Wu owns a local business that provides email updates on surf conditions. She is the only supplier of these email updates in Misty Palms and Gaoling, which gives her a monopoly in both cities. The marginal cost of producing another update is zero (and we'll ignore fixed costs).
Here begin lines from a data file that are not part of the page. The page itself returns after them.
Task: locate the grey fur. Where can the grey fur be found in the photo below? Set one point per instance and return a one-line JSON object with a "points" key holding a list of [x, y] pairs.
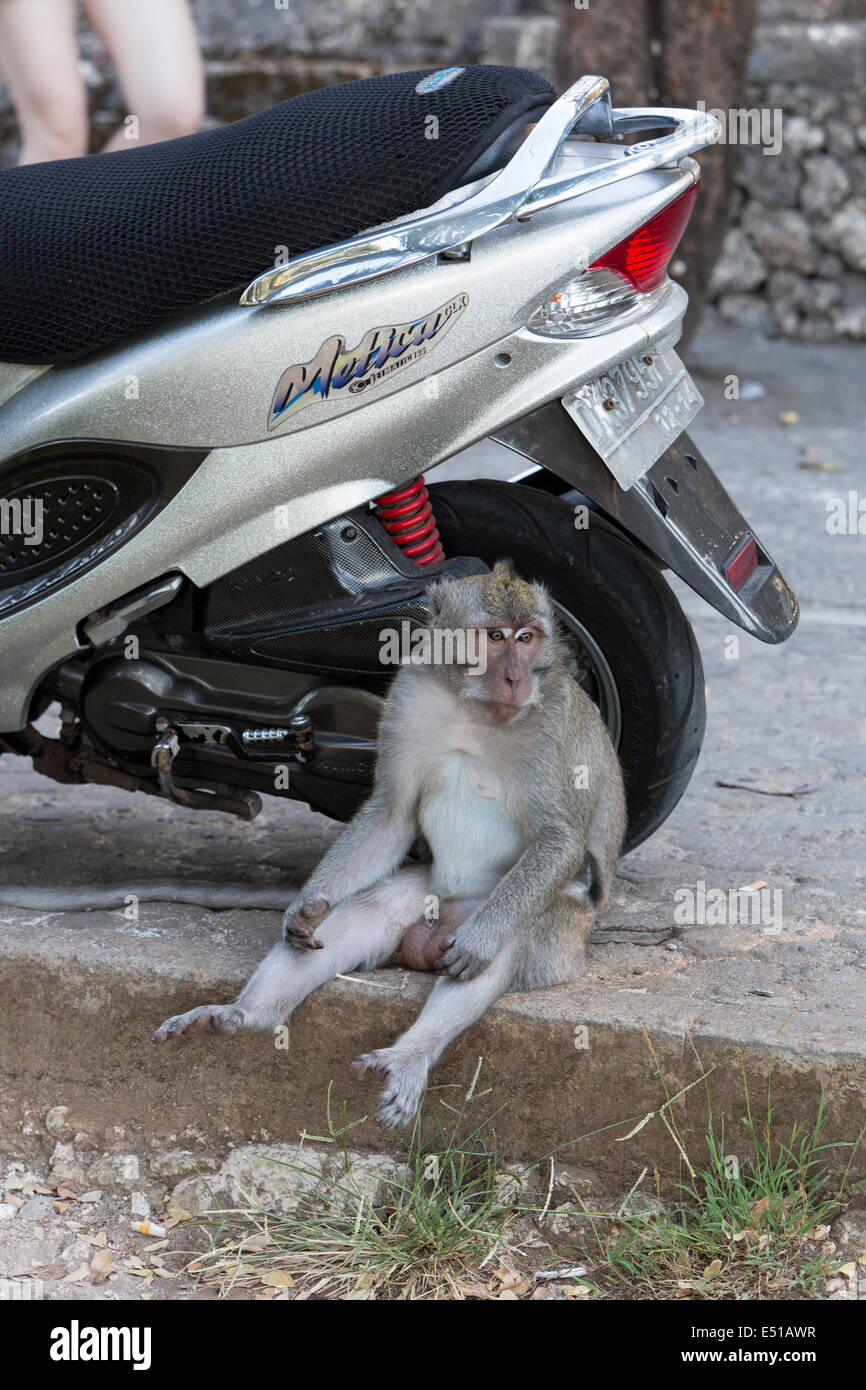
{"points": [[515, 784]]}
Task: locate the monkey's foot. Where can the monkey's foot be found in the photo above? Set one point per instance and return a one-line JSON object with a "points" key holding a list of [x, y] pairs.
{"points": [[406, 1080], [224, 1018]]}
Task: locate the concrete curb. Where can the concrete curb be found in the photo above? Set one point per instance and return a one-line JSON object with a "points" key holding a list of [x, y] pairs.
{"points": [[79, 1001]]}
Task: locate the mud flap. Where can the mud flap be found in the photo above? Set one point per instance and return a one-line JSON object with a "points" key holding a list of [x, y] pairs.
{"points": [[679, 510]]}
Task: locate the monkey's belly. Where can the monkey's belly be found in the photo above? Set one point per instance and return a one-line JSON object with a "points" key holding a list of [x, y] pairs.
{"points": [[473, 838]]}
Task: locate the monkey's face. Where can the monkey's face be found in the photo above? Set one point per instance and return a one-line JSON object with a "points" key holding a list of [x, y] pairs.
{"points": [[515, 659], [502, 631]]}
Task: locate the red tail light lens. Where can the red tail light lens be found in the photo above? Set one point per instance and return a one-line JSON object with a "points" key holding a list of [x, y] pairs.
{"points": [[645, 255]]}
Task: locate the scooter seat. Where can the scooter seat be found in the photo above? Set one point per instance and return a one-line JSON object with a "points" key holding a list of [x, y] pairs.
{"points": [[97, 248]]}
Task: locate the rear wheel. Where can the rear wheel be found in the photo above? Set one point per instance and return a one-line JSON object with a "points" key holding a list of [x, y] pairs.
{"points": [[634, 651]]}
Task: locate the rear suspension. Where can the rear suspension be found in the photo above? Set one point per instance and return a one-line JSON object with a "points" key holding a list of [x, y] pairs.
{"points": [[407, 516]]}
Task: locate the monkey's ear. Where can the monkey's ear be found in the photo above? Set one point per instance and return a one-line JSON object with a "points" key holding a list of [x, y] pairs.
{"points": [[435, 598]]}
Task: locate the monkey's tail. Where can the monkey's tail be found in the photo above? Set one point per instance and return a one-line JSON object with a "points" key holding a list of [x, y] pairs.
{"points": [[218, 897]]}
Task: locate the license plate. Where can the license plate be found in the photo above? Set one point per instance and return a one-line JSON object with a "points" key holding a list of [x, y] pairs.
{"points": [[635, 410]]}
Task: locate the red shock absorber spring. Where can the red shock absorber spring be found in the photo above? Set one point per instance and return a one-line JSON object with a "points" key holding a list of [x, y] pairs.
{"points": [[407, 516]]}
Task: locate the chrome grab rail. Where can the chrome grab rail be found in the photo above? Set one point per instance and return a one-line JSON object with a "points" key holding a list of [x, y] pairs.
{"points": [[520, 189]]}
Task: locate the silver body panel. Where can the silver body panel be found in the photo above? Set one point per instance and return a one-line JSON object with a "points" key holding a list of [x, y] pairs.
{"points": [[207, 378]]}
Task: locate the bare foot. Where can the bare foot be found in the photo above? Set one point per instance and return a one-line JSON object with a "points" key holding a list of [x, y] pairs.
{"points": [[224, 1018], [406, 1080]]}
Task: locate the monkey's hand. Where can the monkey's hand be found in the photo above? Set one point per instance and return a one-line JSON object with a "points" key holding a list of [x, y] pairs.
{"points": [[469, 951], [300, 920]]}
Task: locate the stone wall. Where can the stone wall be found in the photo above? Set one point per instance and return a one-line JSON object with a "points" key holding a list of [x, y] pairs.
{"points": [[794, 260]]}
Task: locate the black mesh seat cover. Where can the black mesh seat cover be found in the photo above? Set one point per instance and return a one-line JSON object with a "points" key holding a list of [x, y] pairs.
{"points": [[93, 249]]}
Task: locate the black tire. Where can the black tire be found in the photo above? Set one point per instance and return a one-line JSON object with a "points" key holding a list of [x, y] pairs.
{"points": [[626, 606]]}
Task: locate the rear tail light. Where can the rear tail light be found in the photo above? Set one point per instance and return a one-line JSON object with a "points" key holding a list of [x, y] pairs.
{"points": [[644, 256], [613, 285]]}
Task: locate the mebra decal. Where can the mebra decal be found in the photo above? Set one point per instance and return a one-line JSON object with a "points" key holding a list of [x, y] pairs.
{"points": [[335, 370]]}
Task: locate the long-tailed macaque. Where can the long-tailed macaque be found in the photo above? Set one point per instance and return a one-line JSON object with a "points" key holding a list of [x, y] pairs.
{"points": [[506, 770]]}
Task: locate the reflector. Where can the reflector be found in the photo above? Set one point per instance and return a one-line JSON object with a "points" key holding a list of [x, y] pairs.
{"points": [[742, 563]]}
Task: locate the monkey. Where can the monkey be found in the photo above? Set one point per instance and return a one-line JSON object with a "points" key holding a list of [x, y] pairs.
{"points": [[505, 767]]}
The inverse demand for these updates in Misty Palms is P = 79 - Q and the inverse demand in Gaoling is P = 42 - 4Q . Suppose Wu charges different uniform prices in MP and Gaoling. If Wu sets each price such that she is maximizing her total profits, what are Wu's total profits?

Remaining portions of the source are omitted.